Troubleshooting
PING probe fails with “socket: permission denied”
This is a common issue on Linux. By default, Cloudprober uses datagram (unprivileged) ICMP sockets for ping probes, but most Linux distributions don’t allow unprivileged ICMP pings out of the box.
You have two options:
Option A: Enable unprivileged pings (recommended)
Allow your user’s group to send ICMP pings:
sudo sysctl -w net.ipv4.ping_group_range="0 65535"
To make this persistent across reboots, add the following to
/etc/sysctl.conf or a file in /etc/sysctl.d/:
net.ipv4.ping_group_range = 0 65535
Option B: Use raw sockets with CAP_NET_RAW
If you prefer to use raw ICMP sockets, set use_datagram_socket to false
in your ping probe config and grant the binary the CAP_NET_RAW capability:
probe {
name: "ping_dns"
type: PING
targets {
host_names: "8.8.8.8,1.1.1.1"
}
ping_probe {
use_datagram_socket: false
}
}
sudo setcap cap_net_raw+ep ./cloudprober
Note: Setting cap_net_raw alone without use_datagram_socket: false will
not work, because the default datagram socket path doesn’t use raw
sockets.
Running in Docker
You have two options in Docker as well:
Option A (recommended): Enable unprivileged pings by passing the sysctl to the container:
docker run --sysctl net.ipv4.ping_group_range="0 65535" \
-v /path/to/cloudprober.cfg:/etc/cloudprober.cfg \
ghcr.io/cloudprober/cloudprober
Note: --sysctl requires the container to have its own network namespace
(the default).
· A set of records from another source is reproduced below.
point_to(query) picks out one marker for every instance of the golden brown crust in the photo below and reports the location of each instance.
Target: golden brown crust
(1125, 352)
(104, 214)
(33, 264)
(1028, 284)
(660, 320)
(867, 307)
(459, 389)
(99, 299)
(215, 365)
It won’t work with --net host; in that case, set the sysctl
on the host instead.
Option B: Use raw sockets by adding the NET_RAW capability and setting
use_datagram_socket: false in your probe config:
docker run --cap-add NET_RAW \
-v /path/to/cloudprober.cfg:/etc/cloudprober.cfg \
ghcr.io/cloudprober/cloudprober
How do I validate my configuration without running Cloudprober?
Use the --configtest flag:
cloudprober --configtest --config_file cloudprober.cfg
This parses and validates the configuration file without actually starting probes.
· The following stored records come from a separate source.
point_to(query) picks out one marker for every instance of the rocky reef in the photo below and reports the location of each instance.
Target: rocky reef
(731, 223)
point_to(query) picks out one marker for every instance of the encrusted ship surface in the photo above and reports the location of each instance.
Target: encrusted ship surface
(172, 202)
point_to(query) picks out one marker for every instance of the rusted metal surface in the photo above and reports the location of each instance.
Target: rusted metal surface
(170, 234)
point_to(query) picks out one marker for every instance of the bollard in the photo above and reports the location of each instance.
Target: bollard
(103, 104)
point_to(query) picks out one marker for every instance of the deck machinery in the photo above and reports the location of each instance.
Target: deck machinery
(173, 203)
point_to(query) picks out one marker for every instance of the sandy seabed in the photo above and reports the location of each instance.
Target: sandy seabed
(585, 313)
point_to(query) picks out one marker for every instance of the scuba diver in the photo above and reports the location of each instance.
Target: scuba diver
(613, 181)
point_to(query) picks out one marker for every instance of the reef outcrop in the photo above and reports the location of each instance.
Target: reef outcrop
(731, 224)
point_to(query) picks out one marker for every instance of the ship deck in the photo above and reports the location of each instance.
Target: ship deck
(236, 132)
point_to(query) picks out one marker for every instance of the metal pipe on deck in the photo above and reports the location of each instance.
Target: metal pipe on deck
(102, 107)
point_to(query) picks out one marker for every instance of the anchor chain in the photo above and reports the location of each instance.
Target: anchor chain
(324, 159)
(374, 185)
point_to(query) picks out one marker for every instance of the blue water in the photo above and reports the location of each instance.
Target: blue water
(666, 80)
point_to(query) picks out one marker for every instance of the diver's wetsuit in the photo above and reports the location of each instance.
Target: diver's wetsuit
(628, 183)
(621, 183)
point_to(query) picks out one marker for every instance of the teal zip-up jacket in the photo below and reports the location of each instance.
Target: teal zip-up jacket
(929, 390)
Cloudprober is running but I don’t see any metrics
Check the following:
- Verify probes are running: Visit
http://localhost:9313/statusto see probe status. - Check the metrics endpoint: Visit
http://localhost:9313/metricsto see raw Prometheus metrics. - Check for errors in logs: Cloudprober logs errors at startup if probes fail to initialize.
- Verify surfacer config: Visit
http://localhost:9313/configto see running config. If you configured surfacers explicitly, make sure the default Prometheus surfacer wasn’t disabled.
Probes show high latency or timeouts
- Ensure the
timeoutvalue is less than theinterval. Default timeout is 1s, which might be too short for some probes. - Check network connectivity to the target from the host running Cloudprober.
- For HTTP probes, verify that the target URL is correct and accessible.